Solomon Markovich Khromchenko (born December 4, 1907, town of Zlatopol, Russian Empire, now Novomyrhorod, Kirovohrad district, Ukraine – died January 20, 2002, Moscow, Russia) is a Russian and Jewish singer, tenor.
His vocal gift was first recognized as he was a boy in the choir of a local synagogue.Later, he was a chorister of the "Yevokans" choir ("Jewish Vocal Ensemble"). He studied at the Kiev Conservatory (1929 to 1931) under Mikhail Engel-Kron, and at the Moscow Conservatory (1932–1935), under Xenia Dorliak (the mother-in law of Sviatoslav Richter). In 1933 he was among the winners of the First AlI-Union Musical Competition in vocal category in the former USSR (Emil Gilels won in the piano category). Khromchenko was among the leading tenors of the Bolshoi Theatre.

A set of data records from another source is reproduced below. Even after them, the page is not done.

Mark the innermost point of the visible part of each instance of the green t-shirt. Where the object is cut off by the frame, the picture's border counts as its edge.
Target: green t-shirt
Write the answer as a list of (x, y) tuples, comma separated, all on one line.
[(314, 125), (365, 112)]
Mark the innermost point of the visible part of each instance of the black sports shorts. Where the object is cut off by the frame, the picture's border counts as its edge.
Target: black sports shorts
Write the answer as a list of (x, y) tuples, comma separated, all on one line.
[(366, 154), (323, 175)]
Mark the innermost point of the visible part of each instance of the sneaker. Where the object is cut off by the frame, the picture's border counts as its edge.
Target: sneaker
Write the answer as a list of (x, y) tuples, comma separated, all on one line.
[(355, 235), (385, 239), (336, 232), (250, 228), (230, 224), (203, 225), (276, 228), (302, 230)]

During the World War II Khromchenko gave over a thousand concerts for Soviet troops. He was included into the selected group of Soviet performers to participate in the Kremlin concert of Victory Celebration in May 1945. In the Bolshoi he performed over twenty roles of the lyric tenor repertoire: Lensky (Eugene Onegin), the Indian Guest (Sadko), Bayan (Ruslan and Lyudmila), Vladimir (Prince Igor), Sinodal (Demon), Duke of Mantua (Rigoletto), Count Almaviva (Barber of Seville), Faust (Faust) etc. He was teaching at the Gnessin Institute since 1961. From 1992 to 2000, he was professor at Rubin Academy of Music in Jerusalem, Israel. He authored a handbook on vocal coaching.